Cuando Trump dice que los ricos –como él– se han beneficiado de las políticas neoliberales y que el 1% de los multimillonarios se han enriquecido a costa del común de la población, está en lo cierto. Otros lo denuncian desde hace tiempo pero no han dado con la tecla en la que sí acierta Trump. Es que previamente hay que infantilizar, idiotizar, adormilar, frustrar, atemorizar al personal, en las dosis que se dejen. Con ese cóctel maldito que sintetizaba el profesor y filósofo francés Jean Claude Michéa en La escuela de la ignorancia, otro de los libros míticos de 2011. A saber “Un entretenimiento zafio, basado en la satisfacción instantánea y el espectáculo, que busca acabar con la capacidad de análisis crítico de la ciudadanía”, combinado con “una enseñanza espectáculo que, rompiendo con los valores cívicos, enaltece los valores creados por el capitalismo (el triunfo, el dinero, el egoísmo)”.

Hillary Clinton es el sistema con toda su podredumbre, sin duda. Pero al menos mantiene sus facultades mentales en estado de cordura. Su triunfo lo hubiera sido sobre un polvorín que ahí permanece si no se atajan las causas del enorme descontento. Lo mismo que en otros países, España también.

Hubo un momento en el que el sistema se agrietó por su propia degeneración y soberbia añadida, surgió la protesta y, lejos de verlo y propiciar su mejora, los poderes no hicieron ni la mínima concesión. Ni una sola. Pasó en España. Con el 15, con Podemos. Con Bernie Sanders, el candidato demócrata en EEUU, de alguna manera. El resto era en ambos bandos un erial y Hillary había comprendido y admitido sobradamente los deseos de los “bienpensantes”. Quienes perturban su torre de oro son sujetos a perseguir, a criminalizar, como intrusos que invaden su territorio, el que creen les pertenece en exclusiva. A confundir en un mismo saco. Y ahí tienen ya un Trump que se les desmandó con enorme éxito popular. El que dice va a gobernar con la gente, con un rascacielos a su nombre en Manhattan.

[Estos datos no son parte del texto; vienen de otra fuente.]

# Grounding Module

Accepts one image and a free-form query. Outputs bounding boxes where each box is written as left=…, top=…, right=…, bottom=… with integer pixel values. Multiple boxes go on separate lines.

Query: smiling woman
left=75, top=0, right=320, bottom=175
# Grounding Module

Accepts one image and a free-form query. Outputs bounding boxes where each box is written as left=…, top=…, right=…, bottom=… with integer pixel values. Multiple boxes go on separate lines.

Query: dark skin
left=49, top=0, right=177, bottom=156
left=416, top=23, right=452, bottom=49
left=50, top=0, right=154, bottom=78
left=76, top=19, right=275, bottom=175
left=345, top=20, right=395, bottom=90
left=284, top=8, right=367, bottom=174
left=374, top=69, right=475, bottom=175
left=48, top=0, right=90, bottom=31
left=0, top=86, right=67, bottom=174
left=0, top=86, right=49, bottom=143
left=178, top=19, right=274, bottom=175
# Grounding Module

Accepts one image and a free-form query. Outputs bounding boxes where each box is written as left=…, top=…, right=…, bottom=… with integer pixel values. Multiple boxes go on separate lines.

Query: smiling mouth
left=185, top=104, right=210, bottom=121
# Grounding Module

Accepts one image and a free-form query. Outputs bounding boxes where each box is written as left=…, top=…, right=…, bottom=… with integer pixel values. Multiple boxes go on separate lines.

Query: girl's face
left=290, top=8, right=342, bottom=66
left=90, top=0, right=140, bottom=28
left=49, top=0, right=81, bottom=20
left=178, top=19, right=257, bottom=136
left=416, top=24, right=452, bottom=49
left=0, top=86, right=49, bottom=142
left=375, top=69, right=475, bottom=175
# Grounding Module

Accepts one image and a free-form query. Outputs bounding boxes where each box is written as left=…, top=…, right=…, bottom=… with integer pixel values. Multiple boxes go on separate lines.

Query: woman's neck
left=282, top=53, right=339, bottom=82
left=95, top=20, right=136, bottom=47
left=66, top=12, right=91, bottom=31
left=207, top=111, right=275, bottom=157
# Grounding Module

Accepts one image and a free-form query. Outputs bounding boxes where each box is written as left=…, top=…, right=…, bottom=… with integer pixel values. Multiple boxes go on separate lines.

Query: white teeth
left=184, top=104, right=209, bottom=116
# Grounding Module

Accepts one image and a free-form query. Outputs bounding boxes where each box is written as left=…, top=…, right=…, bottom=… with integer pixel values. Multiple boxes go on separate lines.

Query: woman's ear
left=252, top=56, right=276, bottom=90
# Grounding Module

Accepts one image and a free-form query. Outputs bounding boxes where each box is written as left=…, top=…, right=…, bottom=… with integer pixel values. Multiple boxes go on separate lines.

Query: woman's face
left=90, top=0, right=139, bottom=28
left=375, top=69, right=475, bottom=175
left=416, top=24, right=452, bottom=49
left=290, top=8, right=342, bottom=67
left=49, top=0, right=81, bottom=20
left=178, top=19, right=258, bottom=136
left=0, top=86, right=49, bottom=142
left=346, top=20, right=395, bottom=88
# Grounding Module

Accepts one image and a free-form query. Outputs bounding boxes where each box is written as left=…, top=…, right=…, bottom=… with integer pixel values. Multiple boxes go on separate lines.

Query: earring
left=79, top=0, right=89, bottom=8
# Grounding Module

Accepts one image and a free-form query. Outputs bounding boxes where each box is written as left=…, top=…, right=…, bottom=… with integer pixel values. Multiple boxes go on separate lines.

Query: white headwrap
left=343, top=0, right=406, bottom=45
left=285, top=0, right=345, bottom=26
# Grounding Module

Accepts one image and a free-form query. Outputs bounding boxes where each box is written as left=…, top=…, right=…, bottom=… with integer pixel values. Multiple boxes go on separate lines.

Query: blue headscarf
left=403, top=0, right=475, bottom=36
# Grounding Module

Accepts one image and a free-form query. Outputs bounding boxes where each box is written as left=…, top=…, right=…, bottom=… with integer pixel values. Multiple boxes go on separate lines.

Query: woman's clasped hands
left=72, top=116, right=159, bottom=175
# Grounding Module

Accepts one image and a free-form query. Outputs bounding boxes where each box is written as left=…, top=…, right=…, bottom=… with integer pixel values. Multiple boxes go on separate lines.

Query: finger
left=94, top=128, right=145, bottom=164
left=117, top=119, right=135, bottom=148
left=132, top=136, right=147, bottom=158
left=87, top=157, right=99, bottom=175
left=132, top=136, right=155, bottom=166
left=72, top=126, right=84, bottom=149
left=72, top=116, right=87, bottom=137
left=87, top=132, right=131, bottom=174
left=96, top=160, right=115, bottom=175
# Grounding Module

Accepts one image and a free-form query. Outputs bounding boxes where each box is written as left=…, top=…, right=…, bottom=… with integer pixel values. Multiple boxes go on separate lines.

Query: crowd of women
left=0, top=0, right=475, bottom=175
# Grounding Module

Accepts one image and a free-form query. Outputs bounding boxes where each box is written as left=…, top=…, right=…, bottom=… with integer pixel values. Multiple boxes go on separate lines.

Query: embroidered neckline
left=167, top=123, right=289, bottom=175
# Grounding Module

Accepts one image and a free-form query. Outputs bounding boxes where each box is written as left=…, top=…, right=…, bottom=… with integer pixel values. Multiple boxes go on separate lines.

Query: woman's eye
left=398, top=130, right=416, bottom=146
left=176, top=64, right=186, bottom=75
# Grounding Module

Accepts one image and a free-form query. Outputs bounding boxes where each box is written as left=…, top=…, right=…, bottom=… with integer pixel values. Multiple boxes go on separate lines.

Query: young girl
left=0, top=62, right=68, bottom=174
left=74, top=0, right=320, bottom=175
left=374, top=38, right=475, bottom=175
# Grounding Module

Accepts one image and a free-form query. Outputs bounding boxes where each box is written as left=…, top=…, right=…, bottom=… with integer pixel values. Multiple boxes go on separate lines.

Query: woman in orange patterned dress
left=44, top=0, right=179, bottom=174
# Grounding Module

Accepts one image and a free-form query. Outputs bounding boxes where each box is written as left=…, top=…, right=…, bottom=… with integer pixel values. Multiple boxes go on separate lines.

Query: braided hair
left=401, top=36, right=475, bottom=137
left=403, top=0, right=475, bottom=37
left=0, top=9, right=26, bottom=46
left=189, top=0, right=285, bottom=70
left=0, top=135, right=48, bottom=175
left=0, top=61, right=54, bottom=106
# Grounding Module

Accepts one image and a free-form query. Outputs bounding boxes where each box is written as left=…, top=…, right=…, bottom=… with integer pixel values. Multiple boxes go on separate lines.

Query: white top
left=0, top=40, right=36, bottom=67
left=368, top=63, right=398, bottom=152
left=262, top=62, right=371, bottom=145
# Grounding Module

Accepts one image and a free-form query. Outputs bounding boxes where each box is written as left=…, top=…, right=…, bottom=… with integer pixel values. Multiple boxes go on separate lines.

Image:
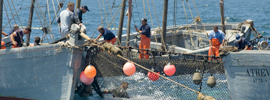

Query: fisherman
left=10, top=27, right=31, bottom=48
left=94, top=26, right=116, bottom=45
left=234, top=34, right=251, bottom=50
left=2, top=31, right=8, bottom=36
left=29, top=36, right=40, bottom=47
left=57, top=2, right=74, bottom=38
left=68, top=5, right=89, bottom=30
left=134, top=18, right=151, bottom=59
left=75, top=5, right=89, bottom=25
left=8, top=24, right=19, bottom=35
left=208, top=26, right=225, bottom=60
left=102, top=81, right=129, bottom=98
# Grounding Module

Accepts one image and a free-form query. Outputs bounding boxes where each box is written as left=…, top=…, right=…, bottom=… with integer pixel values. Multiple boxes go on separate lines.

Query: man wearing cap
left=10, top=27, right=31, bottom=48
left=94, top=26, right=116, bottom=45
left=2, top=31, right=8, bottom=36
left=68, top=5, right=89, bottom=29
left=57, top=2, right=74, bottom=38
left=75, top=5, right=89, bottom=24
left=234, top=34, right=251, bottom=50
left=208, top=26, right=225, bottom=60
left=134, top=18, right=151, bottom=59
left=8, top=24, right=19, bottom=35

El discurso de Trump ha sido, es, el del odio sin fisuras. Desnudo. Y es el odio de los votantes el factor más ignorado por los comentaristas. El sistema ha expulsado ya a muchas personas. Allí, por ejemplo, los que van a trabajar a la gran cadena de supermercados y han de dormir en un albergue social. No cuentan para nada, ni las ven. Aquí tampoco. Y muchos de los excluidos empiezan a pensar que, si de todos modos son unos perdedores, mejor votar para que otros, culpables anónimos en particular, sufran también. Ese “Yo estoy mal, pero tú lo vas a estar también. Y yo lo decido”. Con rabia, con rencor, con desquite.

Esa inhóspita senda marca el camino y conviene verlo. Es cierto que inmigrantes mexicanos votan a Trump o que en España vuelve a haber un Gobierno del PP contra toda lógica. Y que el odio cabalga sin mirar a quien azota. No todas las víctimas son buena gente, sufrida y generosa, responsable con el bien común, como tampoco lo son sus verdugos. No todos tragan y comprenden. Y un día se piensa en tirar por la calle de en medio. Los establecidos no se enteran aunque les tiemble la silla. Ven como causa lo que es consecuencia. Pero éste es hoy el menor de los problemas, ante la magnitud de tener a los mandos del poder en la Casa Blanca a alguien como Trump. Esperemos que al menos se aprenda la lección.

Trump es hijo de este tiempo. Dicen que de Internet y de dejar hablar a los idiotas. No, es hijo del sistema con cuanto ha fabricado y se resquebraja de puro abuso. Atarlo no funciona. Atrincherarse en el error tampoco. Los millones de votantes de todos los Trump del mundo siguen ahí, en fila. Sobran púlpitos y faltan respuestas.